At first, Coward was admitted to the WTC health program, but last fall, he got a letter telling him he was being cut off because he was not eligible. He believes the program admitted him because members of the military could be considered volunteers, who are eligible, but the program apparently no longer thinks so. He’s appealing the decision.

While being reviewed by doctors well versed in 9/11 health issues, they certified that he had at least three conditions covered, including post-traumatic stress and sarcoidosis, a lung condition characteristic of so many responders who breathed toxic smoke and dust. According to Coward, the certification prompted the Department of Veterans Affairs to reconsider his plea that his lung problems be deemed connected to his service. The military has now granted him a 30% disability retirement, though it is not retroactive.

Coward is not alone. He knows two ill comrades from his Alpha Company who are also trying to get covered for similar illnesses. And one law firm that represents 9/11 victims, Pitta and Baione, pointed to another veteran, who asked to be identified only by her first name, Jacqueline, to protect her privacy.

Jacqueline was a staff action control officer working with classified materials for the Army’s chief of staff when the plane hit, knocking her to the floor as the ball of flame erupted outside her window. She recalls helping rescue a civilian and escaping through blackened, smoke-choked hallways. She was then redeployed to track casualties and recover classified documents from destroyed offices.

Like Coward, she has a series of injuries that can be traced to that time, including characteristic digestive problems and sleep apnea. She hasn’t been able to get into the 9/11 health program but insists that unlike the VA or most other medical providers, the 9/11 program is demonstrably better at detecting and treating the sorts of illnesses and cancers that come from toxic exposure. The FDNY’s treatment program has shown a cancer mortality rate that is 34% better than for similar populations outside the program.

Jacqueline, who lives in Maryland, said she can get care through the VA, but it tends to be much slower and reactive, compared to the more active monitoring and treatment available in the Trade Center program.

“If I can have an opportunity to see another health care provider, I would love to do that,” she said.

Exactly how many military veterans might be left out of 9/11 treatment is unknown. Jacqueline estimates that hundreds of other Defense Department workers were assigned to her emergency response unit. Coward knows of several companies that performed duties similar duties to his. There were other service branches closely involved, as well.

These first responders can’t join the 9/11 program, even though they did much the same work as firefighters, contractors and FBI agents at the Pentagon. Even then-Defense Secretary Donald Rumsfeld, who helped pull victims from the rubble, would not be covered, even though he died of a covered illness last year — multiple myeloma.

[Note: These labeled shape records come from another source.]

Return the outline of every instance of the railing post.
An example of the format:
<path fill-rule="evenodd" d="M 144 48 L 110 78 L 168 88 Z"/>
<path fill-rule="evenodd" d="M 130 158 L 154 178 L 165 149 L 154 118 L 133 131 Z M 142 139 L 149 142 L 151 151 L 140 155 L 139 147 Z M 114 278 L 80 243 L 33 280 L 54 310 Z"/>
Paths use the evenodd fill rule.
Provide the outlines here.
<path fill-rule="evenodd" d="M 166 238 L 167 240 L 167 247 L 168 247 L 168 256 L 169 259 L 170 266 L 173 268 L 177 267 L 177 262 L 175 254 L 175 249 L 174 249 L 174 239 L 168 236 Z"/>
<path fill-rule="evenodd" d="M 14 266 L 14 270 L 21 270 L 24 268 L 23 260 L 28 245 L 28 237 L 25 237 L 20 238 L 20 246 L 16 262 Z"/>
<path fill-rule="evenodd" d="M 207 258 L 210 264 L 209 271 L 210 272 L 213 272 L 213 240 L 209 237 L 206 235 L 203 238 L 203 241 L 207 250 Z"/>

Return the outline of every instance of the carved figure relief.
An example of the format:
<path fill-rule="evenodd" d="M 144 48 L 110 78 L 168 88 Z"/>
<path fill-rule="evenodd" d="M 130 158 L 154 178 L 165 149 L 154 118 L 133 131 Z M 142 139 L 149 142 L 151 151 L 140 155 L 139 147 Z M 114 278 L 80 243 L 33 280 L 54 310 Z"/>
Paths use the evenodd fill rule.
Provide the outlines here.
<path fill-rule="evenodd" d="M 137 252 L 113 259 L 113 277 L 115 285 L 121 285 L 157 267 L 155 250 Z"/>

Jacqueline’s lawyer, Matthew Baione, said there was probably only one solution for such 9/11 responders: for Congress to close the loophole that leaves them out.

“Her only hope to gain access to the World Trade Center Health Program is legislation,” he said.

For Coward, who had his own memorial built to the Pentagon’s dead near his home, the symbol of being included in the program meant for 9/11 responders is important. But perhaps more so is the knowledge that if he or others like him develop the slower-moving illnesses linked to toxic exposures, he’ll be on his own, without the safety net the nation has provided to all other responders.

“I’m grateful for what I have, and I’m grateful I don’t have cancer. But I know that every first responder is at an elevated risk of those cancers. And if we get it, we’re done,” Coward said.